Tagblatt Online, 18. Februar 2012 10:56:00
Im Land der Konfetti
ZÜBERWANGEN. Frau Holle machte es in den vergangenen Tagen mit Schnee vor. Die Kinder, die den Kindermaskenball im Pfarreiheim besuchten, machten es ihr mit Konfetti nach. Innerhalb weniger Minuten bedeckten sie den Boden, wie wenn jemand einen Kübel Regenbogen ausgeleert hätte.
Verkleidung spielt keine Rolle
Beim Blick in den Raum ist das Motto nicht sogleich erkennbar. Manuela Signer, Aktuarin beim Verein Kidolino, kennt es – sie stellt es selber dar, als ob sie dem Trickfilm Fred Feuerstein entsprungen wäre: «Das Motto ist <Zurück in die Steinzeit>», sagt sie. Als was die Kinder erscheinen, spiele überhaupt keine Rolle. «Hauptsache, sie haben Spass.» Der Kindermaskenball ist der erste Anlass, den der kürzlich gegründete Familienverein durchführt. Und den kleinen Indianern, Prinzessinnen und Cowboys macht der Anlass sichtlich Spass. Sie hüpfen umher, bewerfen sich gegenseitig mit den bunten Papierblättchen. Ab und zu ertönt ein dumpfer Knall. Der DJ sagt: «Bitte mit den <Chäpselipistolen> draussen spielen.» Einen Moment später knallt es wieder. Cowboys brauchen halt ihre Freiheit…
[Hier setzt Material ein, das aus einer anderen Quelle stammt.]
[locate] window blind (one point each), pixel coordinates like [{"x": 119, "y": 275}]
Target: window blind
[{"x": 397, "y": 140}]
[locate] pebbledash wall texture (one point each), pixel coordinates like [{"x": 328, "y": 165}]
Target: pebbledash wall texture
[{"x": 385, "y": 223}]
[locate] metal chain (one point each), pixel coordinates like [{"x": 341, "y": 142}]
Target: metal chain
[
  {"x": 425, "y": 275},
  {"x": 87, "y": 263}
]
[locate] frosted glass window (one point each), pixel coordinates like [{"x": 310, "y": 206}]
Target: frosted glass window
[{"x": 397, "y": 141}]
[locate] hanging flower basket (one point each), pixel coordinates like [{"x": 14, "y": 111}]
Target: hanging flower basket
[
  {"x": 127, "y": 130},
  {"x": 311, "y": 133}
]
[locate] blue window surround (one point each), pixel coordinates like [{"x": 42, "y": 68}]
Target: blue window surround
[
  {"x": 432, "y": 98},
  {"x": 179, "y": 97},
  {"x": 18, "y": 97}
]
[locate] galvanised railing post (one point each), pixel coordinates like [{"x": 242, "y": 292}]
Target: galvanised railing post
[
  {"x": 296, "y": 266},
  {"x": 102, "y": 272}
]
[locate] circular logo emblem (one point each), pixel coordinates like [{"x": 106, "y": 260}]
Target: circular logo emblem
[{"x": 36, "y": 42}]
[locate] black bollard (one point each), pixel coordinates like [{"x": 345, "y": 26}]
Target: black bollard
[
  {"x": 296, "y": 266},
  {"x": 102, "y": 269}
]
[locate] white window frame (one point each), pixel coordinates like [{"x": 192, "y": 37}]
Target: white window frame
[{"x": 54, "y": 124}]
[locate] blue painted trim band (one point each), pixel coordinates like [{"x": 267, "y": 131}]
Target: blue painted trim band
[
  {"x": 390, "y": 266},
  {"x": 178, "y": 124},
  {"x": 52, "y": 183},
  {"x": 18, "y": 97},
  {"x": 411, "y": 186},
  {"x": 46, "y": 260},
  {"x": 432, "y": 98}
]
Erfreut über Zusammenarbeit
Nach dem Kindermaskenball findet der Maskenball der Fasnachtsclique Weieren statt. Cécile Brunner zeigt sich von der Zusammenarbeit mit dem neu gründeten Verein erfreut: «Ich finde das sehr gut», sagt sie. Die Fasnacht würde sonst «fast etwas aussterben – wie der Säbelzahntiger, der zum Motto passt». «Wir machen halt gerne Fasnacht», sagt sie und lacht. Ihre Halskette deutet schon an, was am Abend ihr Kostüm sein wird.